Last week, Andrew Sullivan blogged about representation for DC, and he briefly mentioned Marion Barry but I don’t understand what the point was. Then James from why.i.hate.dc mentions the post and he gets mad that Sullivan brought up Marion Barry. James is a strong supporter of statehood for DC.

I’ve previously written about statehood for Washington, DC, and if you read that post, you’ll see that Marion Barry is part of the reason why I oppose statehood for DC.

Simply stated again, Marion Barry is the type of politician that DC voters elect, so statehood for DC means two Marion Barry clones in the Senate and one in the House.

I have a much better idea for fixing the problem of lack of representation for DC. Give DC back to Maryland. But fixing the lack of representation isn’t what pro-DC statehood people really want. They want three more left wing Democrats in Congress.

If we want to add a new state to the Union, it would make much more sense to split California into North California and South California. If we managed to split California evenly, each of the two new states would have more than 31 times the population of DC. And the two new states would be tied for third largest behind Texas and New York. (US Census 2003 annual population estimates)

posted Sunday, July 04, 2004

3 Comments:

By James F:

I'm not necessarily pro-statehood for D.C., just pro-representation. (Although, to be fair, if D.C. were a state, it would be comparable in size to the 6-7 smallest states.)

Claiming that "they might elect all Marion Barry clones" is not a good reason to keep D.C. disenfranchised; all Americans should have the right to vote idiots into office (and we clearly exercise that right OFTEN). Other countries with national legislatures somehow manage to represent the citizens of their capitals without falling into the sea.

The fact that D.C. has been unrepresented for 200 years reveals an ugly partisanship at best and racism at worst. It's sad that we're willing to spend $180 million to install a democracy in Iraq, but won't extend the same rights to these 600,000 citizens.

posted at 7/04/2004 12:59 AM 

By James F:

Sorry, make that billion of course.

posted at 7/04/2004 1:03 AM 

By Coffee:

Mostly, I agree-- the ultimate solution for DC will be retrocession of almost the entire district back to Maryland, just like how the part of DC originally allocated on the other side of the Potomac was retrocessed back to Virginia. That solves DC's representation, state funding, and House-of-representatives "pork" issues in one full swoop.

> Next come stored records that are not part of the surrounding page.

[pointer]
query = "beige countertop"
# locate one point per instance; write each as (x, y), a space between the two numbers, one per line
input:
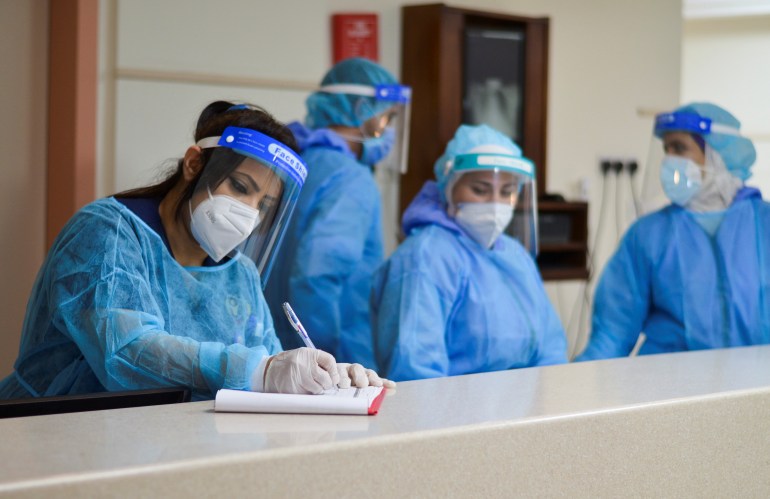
(695, 422)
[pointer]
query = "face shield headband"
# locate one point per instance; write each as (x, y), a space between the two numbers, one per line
(289, 172)
(262, 148)
(524, 220)
(389, 145)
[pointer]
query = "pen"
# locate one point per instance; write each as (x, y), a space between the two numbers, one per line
(297, 325)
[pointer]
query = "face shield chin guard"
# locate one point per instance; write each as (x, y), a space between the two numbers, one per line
(673, 134)
(510, 180)
(260, 173)
(383, 111)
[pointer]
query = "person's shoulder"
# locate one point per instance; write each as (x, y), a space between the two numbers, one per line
(101, 219)
(654, 222)
(105, 210)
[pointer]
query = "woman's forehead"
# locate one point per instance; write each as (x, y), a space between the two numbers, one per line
(255, 169)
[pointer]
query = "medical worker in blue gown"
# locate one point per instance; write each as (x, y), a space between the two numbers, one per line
(694, 274)
(162, 286)
(357, 119)
(459, 295)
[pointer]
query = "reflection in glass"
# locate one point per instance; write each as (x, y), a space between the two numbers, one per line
(494, 79)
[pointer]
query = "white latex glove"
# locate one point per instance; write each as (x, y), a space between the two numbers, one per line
(360, 377)
(303, 370)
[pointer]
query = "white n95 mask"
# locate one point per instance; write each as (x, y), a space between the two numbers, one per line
(220, 223)
(484, 222)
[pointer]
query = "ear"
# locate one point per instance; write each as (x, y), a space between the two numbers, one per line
(192, 164)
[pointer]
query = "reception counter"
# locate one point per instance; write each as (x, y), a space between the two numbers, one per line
(695, 423)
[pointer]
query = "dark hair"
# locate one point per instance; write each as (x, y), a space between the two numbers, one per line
(211, 123)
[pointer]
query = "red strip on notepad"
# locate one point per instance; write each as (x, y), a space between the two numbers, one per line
(376, 403)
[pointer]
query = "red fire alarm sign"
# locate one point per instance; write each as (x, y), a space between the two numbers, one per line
(354, 35)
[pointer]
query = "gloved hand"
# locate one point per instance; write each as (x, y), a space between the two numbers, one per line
(303, 370)
(360, 377)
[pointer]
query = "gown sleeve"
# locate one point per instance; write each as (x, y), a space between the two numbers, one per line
(621, 301)
(412, 304)
(329, 251)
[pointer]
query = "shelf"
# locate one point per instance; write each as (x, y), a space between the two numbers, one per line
(557, 274)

However, if we're going to claim that a polity does not deserve statehood, then that opens a whole can of worms. Why not merge VT and NH (VT is small, and no point to having them both)? Get rid of Wyoming and divide it up between Idaho, Utah, Colorado, and Montana (after all, it's sparsely populated, mostly a bunch of federal parks, and always elects republicans). West Virginia is just a relic of a secession-from-a-secession during the Civil War, so that might as well be merged back into Virginia. And don't even get me started on Delaware (wow, this could end up being a bonanza for Maryland).